Кое-что из утверждений Престкотта верно. Я знаю это, и я это признаю, невзирая на то, что у меня нет причин любить его. Он как пишет мне Лоуэр, лишился рассудка, столкнувшись с доказательством того, что собственным жестоким коварством свел на нет все свои усилия и надежды, и что сбылись все предостережения ирландца. Быть может, и так; однако я убежден, что до того момента он более или менее был в здравом уме, и его воспоминания также верны, пусть даже выводы, какие он извлекает из них, совершенно ошибочны. В конце концов, требуются немалые способности и изощренный ум, чтобы изложить дело так, как делает это он: сохрани он их, то, возможно, стал бы отменным адвокатом. Все до единого, с кем он беседовал, говорили ему, что его отец виновен, и он был виновен. С величайшим умением Престкотт выискивает и указывает на доказательства невиновности и оставляет без внимания все, что свидетельствует об истинных глубинах предательства его отца. Под конец я сам почти ему поверил, хотя и лучше других знал, что передо мной хитросплетение бессмыслиц и вздора.
Но разве меньшего доверия заслуживает рассказ этого несчастного, чем рассказы других, не менее искаженные и извращенные, пусть и вследствие иных страстей? Пусть Престкотт безумец, но Кола - лжец. Может статься, его ложь умолчанием - ничтожная малость в сравнении с пропусками и увертками, какими пестрят две прочие рукописи. И тем не менее он лжет, потому что, как говорит Аммиан: "Vertas vel silentio vel mendacio" - истина равно оскверняется молчанием и ложью. Ложь скрыта во фразе столь, казалось бы, безобидной, что неудивительно, что даже Уоллис ее пропустил. Но она искажает все остальное в рукописи и правдивые слова обращает в неправду, ибо, подобно аргументам схоласта, с непререкаемой логикой извлекает выводы из ложных посылок.
"Марко да Кола, благородный венецианец, почтительно вас приветствует". Так начинает он, и с этого момента нужно тщательно взвешивать каждое его слово. Само появление рукописи следует подвергнуть рассмотрению: зачем он вдруг написал ее после стольких лет молчания? С другой стороны, назвать его лживым вовсе не означает, что он повинен в поступках и побуждениях, какие приписывает ему Уоллис. Венецианец был совсем не тем, чем казался, и не тем, кем выставляет себя теперь, но он ничем не злоумышлял против безопасности королевства и жизни лорда Кларендона.
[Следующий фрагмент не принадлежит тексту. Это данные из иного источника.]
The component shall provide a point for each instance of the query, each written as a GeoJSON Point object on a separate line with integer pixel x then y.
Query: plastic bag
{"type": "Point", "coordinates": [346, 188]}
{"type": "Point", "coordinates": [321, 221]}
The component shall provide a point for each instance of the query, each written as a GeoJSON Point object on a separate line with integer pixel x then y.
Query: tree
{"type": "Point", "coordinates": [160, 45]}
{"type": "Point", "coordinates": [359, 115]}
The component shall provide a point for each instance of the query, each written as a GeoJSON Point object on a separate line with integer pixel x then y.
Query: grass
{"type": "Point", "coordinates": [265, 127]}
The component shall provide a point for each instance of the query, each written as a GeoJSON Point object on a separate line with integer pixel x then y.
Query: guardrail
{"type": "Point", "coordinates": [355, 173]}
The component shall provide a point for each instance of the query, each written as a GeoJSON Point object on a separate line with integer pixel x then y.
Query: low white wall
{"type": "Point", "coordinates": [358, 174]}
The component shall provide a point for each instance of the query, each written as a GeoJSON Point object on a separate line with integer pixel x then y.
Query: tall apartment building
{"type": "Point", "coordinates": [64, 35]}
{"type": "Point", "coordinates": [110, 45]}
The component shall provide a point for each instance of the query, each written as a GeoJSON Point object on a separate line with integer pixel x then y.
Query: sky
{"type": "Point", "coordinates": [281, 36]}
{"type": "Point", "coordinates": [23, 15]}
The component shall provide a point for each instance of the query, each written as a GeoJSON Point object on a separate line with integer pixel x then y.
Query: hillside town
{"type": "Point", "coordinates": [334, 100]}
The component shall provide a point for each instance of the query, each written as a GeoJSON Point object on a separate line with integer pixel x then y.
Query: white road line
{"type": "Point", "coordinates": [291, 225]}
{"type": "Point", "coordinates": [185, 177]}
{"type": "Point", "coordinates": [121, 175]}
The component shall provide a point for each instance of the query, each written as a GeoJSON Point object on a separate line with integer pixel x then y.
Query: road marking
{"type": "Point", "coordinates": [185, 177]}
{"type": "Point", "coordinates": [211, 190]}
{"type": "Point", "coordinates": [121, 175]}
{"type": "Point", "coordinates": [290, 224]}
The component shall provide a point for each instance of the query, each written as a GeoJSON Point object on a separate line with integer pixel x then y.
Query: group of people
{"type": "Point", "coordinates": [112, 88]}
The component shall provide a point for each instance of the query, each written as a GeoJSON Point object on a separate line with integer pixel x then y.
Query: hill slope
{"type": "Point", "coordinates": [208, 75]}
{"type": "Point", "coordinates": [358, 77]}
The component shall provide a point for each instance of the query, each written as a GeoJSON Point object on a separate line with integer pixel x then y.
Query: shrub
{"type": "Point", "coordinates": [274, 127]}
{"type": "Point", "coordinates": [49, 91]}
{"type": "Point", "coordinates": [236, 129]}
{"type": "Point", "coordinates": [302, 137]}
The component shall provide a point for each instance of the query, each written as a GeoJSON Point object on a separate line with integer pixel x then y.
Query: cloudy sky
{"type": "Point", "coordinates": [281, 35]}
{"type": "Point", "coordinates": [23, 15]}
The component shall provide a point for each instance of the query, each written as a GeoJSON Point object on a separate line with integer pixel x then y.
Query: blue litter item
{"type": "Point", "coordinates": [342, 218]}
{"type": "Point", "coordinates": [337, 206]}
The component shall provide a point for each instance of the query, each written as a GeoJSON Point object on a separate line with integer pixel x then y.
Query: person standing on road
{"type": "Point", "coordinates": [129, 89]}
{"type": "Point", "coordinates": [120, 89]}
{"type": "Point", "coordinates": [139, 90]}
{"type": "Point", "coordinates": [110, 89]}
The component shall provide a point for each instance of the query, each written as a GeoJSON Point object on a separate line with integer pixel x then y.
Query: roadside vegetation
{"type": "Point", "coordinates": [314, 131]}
Уоллис столь привык жить в темном и зловещем мире, какой сам же и выдумал, что оказался уже не способен отличать правду от выдумки или искренности от вероломства.
Но как мне определить, какому утверждению верить, а какое отвергнуть? Я не могу раз за разом повторять одни и те же события с мельчайшими вариациями, как проделал это Шталь, когда с помощью своих химикалий установил, как умер доктор Гров. Но даже будь это в моей власти, непогрешимый философский метод представляется непригодным, когда речь идет о поступках и побуждениях людей, а не о трансформации мертвой материи. Я одно время посещал лекции герра Шталя по химии и должен сказать, ничего из них не почерпнул. Собственные опыты Лоуэра по переливанию крови сперва породили уверенность в том, что это величайшая панацея от всех болезней, а позднее (после многих смертей во Франции) savants* [Ученые (фр.).] сочли, что нет, напротив, это пагубная метода. И то и другое одновременно невозможно, господа философы. Если вы правы теперь, то как вы могли столь тяжко ошибаться прежде? Почему, если священнослужитель меняет свое мнение, это доказывает слабость его воззрений, а когда то же делает человек науки, это доказывает ценность его метода? Так как же ничтожному хроникеру, подобному мне, трансмутировать свинец погрешностей в этих записках в золото истины?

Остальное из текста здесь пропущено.